As described above, the driving means for moving the boring tool in the front-rear direction is provided on the spindle head side of the machining center, and the boring device is fitted with a connecting member having an inner body and an outer body which can rotate relative to each other so as to be movable back and forth. By,
The boring tool can be rotated and moved in the front-rear direction only by providing a mechanism for engaging the moving member of the inner body of the connection member in the front-rear direction in the casing member. Therefore, as compared with a configuration in which a driving force transmission mechanism for decelerating the rotational driving force and converting the rotational driving force into movement in the front-rear direction is incorporated, the mechanism incorporated in the boring device itself can be greatly simplified. As a result, the structure can be made smaller and the weight can be reduced. As a result, it becomes possible to equip the machining center as well as a normal tool such as a drill or a reamer, and it becomes possible to perform boring processing with good processing accuracy. Produce an effect.

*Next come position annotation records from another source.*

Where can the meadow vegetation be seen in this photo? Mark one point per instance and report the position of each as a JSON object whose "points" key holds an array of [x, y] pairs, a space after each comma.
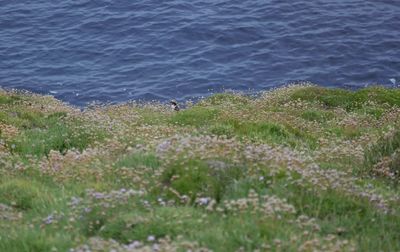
{"points": [[298, 168]]}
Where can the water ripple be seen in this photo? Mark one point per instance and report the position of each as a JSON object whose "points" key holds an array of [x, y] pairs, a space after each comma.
{"points": [[81, 50]]}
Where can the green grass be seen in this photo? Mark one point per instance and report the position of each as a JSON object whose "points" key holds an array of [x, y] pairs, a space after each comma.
{"points": [[293, 169]]}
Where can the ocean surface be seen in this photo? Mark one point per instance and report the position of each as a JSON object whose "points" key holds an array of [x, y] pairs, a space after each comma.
{"points": [[114, 51]]}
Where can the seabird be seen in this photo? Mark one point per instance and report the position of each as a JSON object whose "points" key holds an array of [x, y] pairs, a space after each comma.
{"points": [[174, 105]]}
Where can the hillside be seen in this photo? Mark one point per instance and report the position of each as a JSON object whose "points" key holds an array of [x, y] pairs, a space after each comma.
{"points": [[300, 168]]}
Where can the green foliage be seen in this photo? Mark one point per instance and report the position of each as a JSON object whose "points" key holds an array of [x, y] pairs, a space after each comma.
{"points": [[316, 115], [24, 194], [196, 116], [348, 99], [225, 98], [302, 152], [57, 136], [139, 159], [163, 221], [195, 177], [385, 146]]}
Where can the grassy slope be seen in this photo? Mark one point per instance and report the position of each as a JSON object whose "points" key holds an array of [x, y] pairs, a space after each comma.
{"points": [[301, 168]]}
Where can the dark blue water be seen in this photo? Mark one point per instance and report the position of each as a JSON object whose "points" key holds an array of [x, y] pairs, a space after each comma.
{"points": [[107, 50]]}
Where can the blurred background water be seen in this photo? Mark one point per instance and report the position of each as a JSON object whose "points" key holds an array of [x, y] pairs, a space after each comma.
{"points": [[81, 50]]}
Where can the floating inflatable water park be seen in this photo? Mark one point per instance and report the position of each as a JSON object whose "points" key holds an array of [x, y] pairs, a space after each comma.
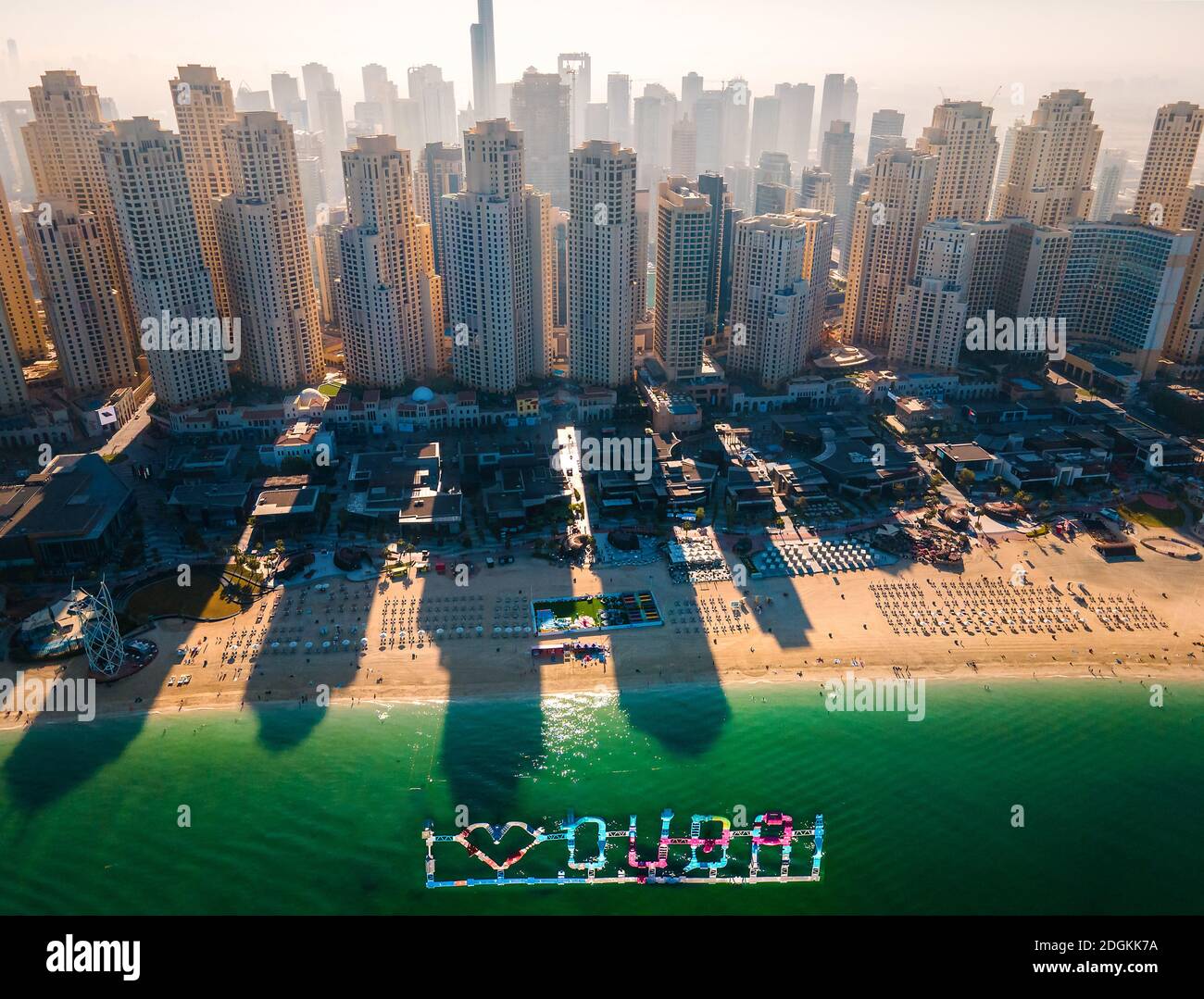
{"points": [[774, 850]]}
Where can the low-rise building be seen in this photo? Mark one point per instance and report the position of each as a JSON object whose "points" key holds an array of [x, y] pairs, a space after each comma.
{"points": [[75, 512]]}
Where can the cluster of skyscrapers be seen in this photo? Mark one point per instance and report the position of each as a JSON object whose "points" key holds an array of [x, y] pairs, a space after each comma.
{"points": [[510, 241]]}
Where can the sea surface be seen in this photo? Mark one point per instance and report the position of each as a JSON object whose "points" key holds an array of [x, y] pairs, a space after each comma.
{"points": [[304, 810]]}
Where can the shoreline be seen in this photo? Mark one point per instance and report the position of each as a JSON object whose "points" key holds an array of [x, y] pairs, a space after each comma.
{"points": [[500, 693], [784, 630]]}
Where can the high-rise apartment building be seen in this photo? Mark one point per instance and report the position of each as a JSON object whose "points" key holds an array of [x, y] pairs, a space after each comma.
{"points": [[264, 247], [1185, 343], [682, 313], [835, 160], [204, 107], [389, 300], [19, 311], [684, 151], [1121, 285], [328, 266], [885, 131], [930, 312], [770, 300], [493, 293], [82, 296], [1052, 161], [574, 70], [484, 69], [1167, 173], [64, 156], [540, 107], [603, 257], [886, 227], [180, 326], [20, 335], [962, 139]]}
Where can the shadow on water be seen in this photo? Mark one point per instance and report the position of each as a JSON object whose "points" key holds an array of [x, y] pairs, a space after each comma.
{"points": [[56, 754], [689, 732], [488, 744], [301, 614]]}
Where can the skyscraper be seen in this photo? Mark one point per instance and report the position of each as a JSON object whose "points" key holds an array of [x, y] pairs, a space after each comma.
{"points": [[683, 313], [1162, 192], [691, 89], [769, 300], [835, 160], [201, 119], [655, 115], [1052, 161], [82, 296], [1109, 179], [264, 247], [488, 278], [930, 313], [796, 109], [603, 254], [962, 139], [540, 107], [886, 227], [885, 131], [440, 172], [766, 128], [436, 101], [576, 73], [171, 285], [20, 336], [1185, 343], [19, 312], [389, 304], [287, 100], [1004, 169], [1122, 281], [831, 104], [484, 69], [64, 156], [324, 105], [684, 151], [618, 103]]}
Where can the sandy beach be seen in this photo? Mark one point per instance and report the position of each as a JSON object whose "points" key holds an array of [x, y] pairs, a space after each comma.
{"points": [[815, 630]]}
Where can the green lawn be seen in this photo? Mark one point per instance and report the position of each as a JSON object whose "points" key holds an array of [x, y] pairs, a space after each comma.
{"points": [[1139, 512], [204, 598]]}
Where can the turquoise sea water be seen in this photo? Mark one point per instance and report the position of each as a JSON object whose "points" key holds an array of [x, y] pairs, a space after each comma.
{"points": [[301, 810]]}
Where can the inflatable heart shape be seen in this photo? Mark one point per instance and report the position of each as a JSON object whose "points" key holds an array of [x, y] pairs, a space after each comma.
{"points": [[497, 833]]}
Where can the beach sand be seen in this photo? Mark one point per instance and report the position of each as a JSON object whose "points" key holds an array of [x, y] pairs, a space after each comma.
{"points": [[813, 631]]}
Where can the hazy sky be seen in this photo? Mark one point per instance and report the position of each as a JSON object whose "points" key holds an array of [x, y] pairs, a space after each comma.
{"points": [[904, 53]]}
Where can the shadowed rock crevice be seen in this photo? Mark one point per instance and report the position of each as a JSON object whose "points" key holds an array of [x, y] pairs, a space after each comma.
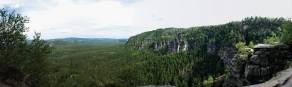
{"points": [[260, 66]]}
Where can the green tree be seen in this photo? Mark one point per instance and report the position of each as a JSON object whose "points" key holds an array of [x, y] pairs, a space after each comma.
{"points": [[26, 56], [287, 32]]}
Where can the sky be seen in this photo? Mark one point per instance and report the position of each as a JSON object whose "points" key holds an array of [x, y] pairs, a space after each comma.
{"points": [[125, 18]]}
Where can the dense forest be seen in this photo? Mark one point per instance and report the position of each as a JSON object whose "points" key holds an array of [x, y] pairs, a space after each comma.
{"points": [[182, 57], [195, 57]]}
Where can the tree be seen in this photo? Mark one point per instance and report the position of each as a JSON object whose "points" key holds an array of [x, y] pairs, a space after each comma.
{"points": [[16, 51], [287, 32]]}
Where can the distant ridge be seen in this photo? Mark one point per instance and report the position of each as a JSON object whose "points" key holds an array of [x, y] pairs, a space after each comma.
{"points": [[77, 40]]}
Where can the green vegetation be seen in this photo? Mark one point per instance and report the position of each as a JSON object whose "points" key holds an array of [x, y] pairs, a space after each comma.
{"points": [[27, 58], [207, 44], [287, 33], [81, 65], [150, 58]]}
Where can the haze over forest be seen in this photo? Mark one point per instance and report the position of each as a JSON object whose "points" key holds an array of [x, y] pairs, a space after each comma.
{"points": [[125, 18], [145, 43]]}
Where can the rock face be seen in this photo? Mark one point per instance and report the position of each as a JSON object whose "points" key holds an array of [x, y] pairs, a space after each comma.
{"points": [[260, 66], [10, 77], [282, 79]]}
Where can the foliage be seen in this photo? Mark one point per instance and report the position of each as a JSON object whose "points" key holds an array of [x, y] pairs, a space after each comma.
{"points": [[169, 67], [89, 65], [287, 32], [16, 51], [274, 39]]}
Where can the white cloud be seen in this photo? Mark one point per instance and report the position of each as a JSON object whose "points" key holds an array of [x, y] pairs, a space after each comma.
{"points": [[124, 18]]}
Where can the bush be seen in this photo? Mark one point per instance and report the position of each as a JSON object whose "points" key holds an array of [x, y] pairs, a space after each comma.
{"points": [[287, 33]]}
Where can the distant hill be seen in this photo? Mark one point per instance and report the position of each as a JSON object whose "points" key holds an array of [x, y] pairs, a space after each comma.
{"points": [[74, 40]]}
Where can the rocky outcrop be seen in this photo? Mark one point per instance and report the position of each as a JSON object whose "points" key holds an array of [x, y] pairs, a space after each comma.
{"points": [[260, 66], [11, 77], [282, 79]]}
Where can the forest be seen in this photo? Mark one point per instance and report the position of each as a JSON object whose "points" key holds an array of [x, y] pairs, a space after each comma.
{"points": [[181, 57]]}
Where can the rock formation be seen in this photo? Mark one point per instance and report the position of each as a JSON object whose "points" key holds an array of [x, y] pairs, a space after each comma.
{"points": [[260, 66]]}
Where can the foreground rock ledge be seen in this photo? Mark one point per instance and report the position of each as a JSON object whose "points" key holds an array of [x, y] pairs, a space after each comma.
{"points": [[282, 79]]}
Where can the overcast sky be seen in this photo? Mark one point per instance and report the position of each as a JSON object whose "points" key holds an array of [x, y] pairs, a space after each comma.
{"points": [[125, 18]]}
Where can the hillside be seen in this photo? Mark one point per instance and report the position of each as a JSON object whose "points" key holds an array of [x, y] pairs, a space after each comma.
{"points": [[86, 41], [190, 54]]}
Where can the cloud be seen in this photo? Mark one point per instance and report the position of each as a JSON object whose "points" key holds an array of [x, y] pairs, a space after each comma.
{"points": [[125, 18]]}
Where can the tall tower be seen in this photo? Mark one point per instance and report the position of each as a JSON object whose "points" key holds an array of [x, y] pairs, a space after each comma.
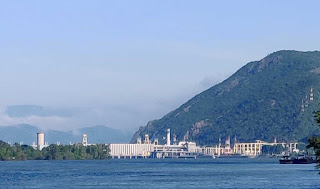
{"points": [[302, 106], [219, 146], [168, 137], [84, 140], [146, 139], [40, 141], [311, 94], [174, 139]]}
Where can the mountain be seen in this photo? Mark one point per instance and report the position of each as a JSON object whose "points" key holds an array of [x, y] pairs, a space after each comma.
{"points": [[97, 134], [264, 99]]}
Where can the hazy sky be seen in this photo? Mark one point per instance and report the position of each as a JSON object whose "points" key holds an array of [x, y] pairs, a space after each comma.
{"points": [[123, 63]]}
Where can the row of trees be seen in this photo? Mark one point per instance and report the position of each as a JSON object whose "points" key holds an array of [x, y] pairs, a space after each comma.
{"points": [[53, 152], [314, 142]]}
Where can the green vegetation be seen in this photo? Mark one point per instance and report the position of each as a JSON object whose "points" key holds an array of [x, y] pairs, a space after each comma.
{"points": [[262, 100], [53, 152], [314, 142]]}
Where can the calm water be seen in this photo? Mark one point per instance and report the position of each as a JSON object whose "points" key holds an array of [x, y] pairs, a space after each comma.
{"points": [[151, 173]]}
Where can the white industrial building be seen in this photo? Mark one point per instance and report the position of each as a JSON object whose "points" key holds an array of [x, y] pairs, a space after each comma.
{"points": [[186, 149]]}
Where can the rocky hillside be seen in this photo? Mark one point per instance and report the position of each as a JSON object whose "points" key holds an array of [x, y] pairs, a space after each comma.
{"points": [[264, 99]]}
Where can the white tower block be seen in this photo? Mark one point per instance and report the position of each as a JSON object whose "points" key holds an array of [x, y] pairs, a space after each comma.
{"points": [[168, 137]]}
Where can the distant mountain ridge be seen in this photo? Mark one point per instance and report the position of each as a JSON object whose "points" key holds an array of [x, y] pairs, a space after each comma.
{"points": [[97, 134], [264, 99]]}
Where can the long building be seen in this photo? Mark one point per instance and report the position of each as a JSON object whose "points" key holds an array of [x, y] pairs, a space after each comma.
{"points": [[186, 149]]}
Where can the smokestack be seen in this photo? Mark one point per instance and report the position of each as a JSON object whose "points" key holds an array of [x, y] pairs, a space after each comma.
{"points": [[40, 140], [168, 137]]}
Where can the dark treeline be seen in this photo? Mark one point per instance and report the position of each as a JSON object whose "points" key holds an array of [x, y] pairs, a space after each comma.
{"points": [[53, 152], [314, 142]]}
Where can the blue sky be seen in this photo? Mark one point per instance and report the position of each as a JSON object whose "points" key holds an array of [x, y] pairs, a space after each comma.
{"points": [[124, 63]]}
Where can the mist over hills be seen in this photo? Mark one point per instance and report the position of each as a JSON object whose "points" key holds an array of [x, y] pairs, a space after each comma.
{"points": [[264, 99]]}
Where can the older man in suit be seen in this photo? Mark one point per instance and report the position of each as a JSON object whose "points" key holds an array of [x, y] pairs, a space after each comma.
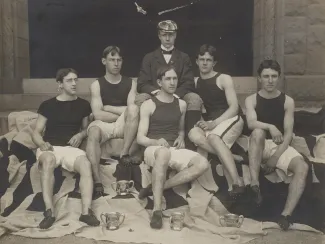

BRIEF DESCRIPTION OF THE DRAWINGS FIGS. 1 to 3 show an embodiment of the present invention. FIG. 1 is an overall configuration diagram of a boring device, and FIG. 2 is a mounting of the boring device on a machining center. FIG. 3 is a side view showing the state, FIG. 3 is a rear view of the tool magazine seen from the direction II-II of FIG. 2, and FIG. 4 is a partial sectional view of a boring device showing a modified example of the present invention. 1 is a machining center, 4 is a tool magazine, 12 is a spindle head, 12a is a spindle, 16 is a boring device, 17 is a case (casing member), 18 is an input shaft, 20 is a cylindrical member, 21 is a bearing (connecting portion), 21a. Is an inner ring portion (inner body), 21b is an outer ring portion (outer body), 28 is a rack gear, 3
Reference numeral 0 is a pinion gear, 31 is a moving member, 36 is a rack gear, 39 is a boring tool, 41 is a tip, 44 is a tool advancing / retreating drive device (driving means), 45 is a cylinder, and 49 is an engaging member (driving body).

Claims (1)

[Scope of utility model registration request] 1. A casing member which is taken out from a tool magazine of a machining center and mounted on a spindle of a machining center and into which rotational power is input from the spindle, and a casing member which can be moved back and forth in the casing member and is formed integrally with the casing member. A movable member rotatably mounted, a boring tool provided at a front end portion of the movable member, and an inner body that is externally fitted to the casing member so as to be movable back and forth and engages with the movable member inside. And a connecting member having an outer body that is rotatable relative to the inner body on the outside, and the casing body is mounted on the spindle of the machining center and is in the processing position, the outer body is on the spindle head side of the machining center. A movable member provided in a driving means provided in the front-rear direction is engaged with the upper moving member to move in the front-rear direction. Boring equipment for thinning centers.